Performance of a Binary Search Tree¶

An analysis of the operations of our TreeMap class is given in Table 11.1.

Almost all operations have a worst-case running time that depends on \(h\), where \(h\) is the height of the current tree.

This is because most operations rely on a constant amount of work for each node along a particular path of the tree, and the maximum path length within a tree is proportional to the height of the tree.

performance_in_bst — Performance of a BST

IMPORTANT 😦¶

Warning

If you insert keys in strictly increasing or decreasing order, a basic binary search tree becomes completely unbalanced — essentially turning into a linked list!

A binary search tree T is therefore an efficient implementation of a map with n entries only if its height is small.

In the best case, T has height \(h = ⌈log(n+ 1)⌉ − 1\), which yields logarithmic-time performance for all the map operations.

In the worst case, however, T has height \(n\), in which case it would look and feel like an ordered list implementation of a map.

Such a worst-case configuration arises, for example, if we insert items with keys in increasing or decreasing order. (See Figure 11.7.)

linear_height_bst — BST with Linear Height

In applications where one cannot guarantee the random nature of updates, it is better to rely on variations of search trees, presented in the remainder of this chapter, that guarantee a worst-case height of \(O(log(n)),\) and thus \(O(log(n))\) worst-case time for searches, insertions, and deletions.

Balanced Search Trees 😍¶

In the closing of the previous section, we noted that if we could assume a random series of insertions and removals, the standard binary search tree supports \(O(log n)\) expected running times for the basic map operations.

However, we may only claim \(O(n)\) worst-case time, because some sequences of operations may lead to an unbalanced tree with height proportional to n.

In the remainder of this chapter, we explore four search tree algorithms that provide stronger performance guarantees.

Three of the four data structures (AVL trees, splay trees, and red-black trees) are based on augmenting a standard binary search tree with occasional operations to reshape the tree and reduce its height.

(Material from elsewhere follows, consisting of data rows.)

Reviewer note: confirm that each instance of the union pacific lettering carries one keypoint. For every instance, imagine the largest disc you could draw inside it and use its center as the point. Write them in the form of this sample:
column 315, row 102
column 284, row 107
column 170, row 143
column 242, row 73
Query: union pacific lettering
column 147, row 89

The primary operation to rebalance a binary search tree is known as a rotation. During a rotation, we “rotate” a child to be above its parent, as diagrammed in Figure 11.8.

To maintain the binary search tree property through a rotation, we note that if position x was a left child of position y prior to a rotation (and therefore the key of x is less than the key of y), then y becomes the right child of x after the rotation, and vice versa.

Furthermore, we must relink the subtree of items with keys that lie between the keys of the two positions that are being rotated.

In the context of a tree-balancing algorithm, a rotation allows the shape of a tree to be modified while maintaining the search tree property.

One or more rotations can be combined to provide broader re balancing within a tree.

One such compound operation we consider is a trinode restructuring.

For this manipulation, we consider a position x, its parent y, and its grandparent z.

The goal is to restructure the subtree rooted at z in order to reduce the overall path length to x and its subtrees.

In practice, the modification of a tree T caused by a trinode restructuring operation can be implemented through case analysis either as a single rotation (as in Figure 11.9a and b) or as a double rotation (as in Figure 11.9c and d).

The double rotation arises when position x has the middle of the three relevant keys and is first rotated above its parent, and then above what was originally its grandparent.

In any of the cases, the trinode restructuring is completed with \(O(1)\) running time.

Python Framework for Balancing Search Trees¶

Our TreeMap class does not have any balancing.

It is supposed to be a base class:

balanced_search_trees_hierarchy — Our Hierarchy of Balanced Search Trees

Hooks for Rebalancing Operations¶

Our implementation of the basic map operations in Chapter 11.1.4 includes strategic calls to three nonpublic methods that serve as hooks for rebalancing algorithms:

• A call to _rebalance_insert(p) is made from within the __setitem__ method immediately after a new node is added to the tree at position p.

• A call to _rebalance_delete(p) is made each time a node has been deleted from the tree, with position p identifying the parent of the node that has just been removed. Formally, this hook is called from within the public delete(p) method, which is indirectly invoked by the public __delitem__(k) behavior.

• We also provide a hook, _rebalance_access(p), that is called when an item at position p of a tree is accessed through a public method such as __getitem__. This hook is used by the splay tree structure (see Section 11.4) to restructure a tree so that more frequently accessed items are brought closer to the root.

We provide trivial declarations of these three methods down below, having bodies that do nothing (using the pass statement).

A subclass of TreeMap may override any of these methods to implement a nontrivial action to rebalance a tree.

This is another example of the template method design pattern, as seen in Section 8.4.6.

def _rebalance_insert(self, p): pass
def _rebalance_delete(self, p): pass
def _rebalance_access(self, p): pass

Tip

The TreeMap class, which uses a standard binary search tree as its data structure, should be an efficient map data structure, but its worst-case performance for the various operations is linear time, because it is possible that a series of operations results in a tree with linear height. 💙

In this section, we describe a simple balancing strategy that guarantees worst-case logarithmic running time for all the fundamental map operations.

AVL Trees - Satisfying Height - Balance 💕¶

The simple correction is to add a rule to the binary search tree definition that will maintain a logarithmic height for the tree.

Although we originally defined the height of a subtree rooted at position p of a tree to be the number of edges on the longest path from p to a leaf (see Chapter 8.1.3), it is easier for explanation in this section to consider the height to be the number of nodes on such a longest path.

By this definition, a leaf position has height 1, while we trivially define the height of a “null” child to be 0.

In this section, we consider the following height-balance property, which characterizes the structure of a binary search tree T in terms of the heights of its nodes.

Height-Balance Property: For every position p of T , the heights of the children of p differ by at most 1.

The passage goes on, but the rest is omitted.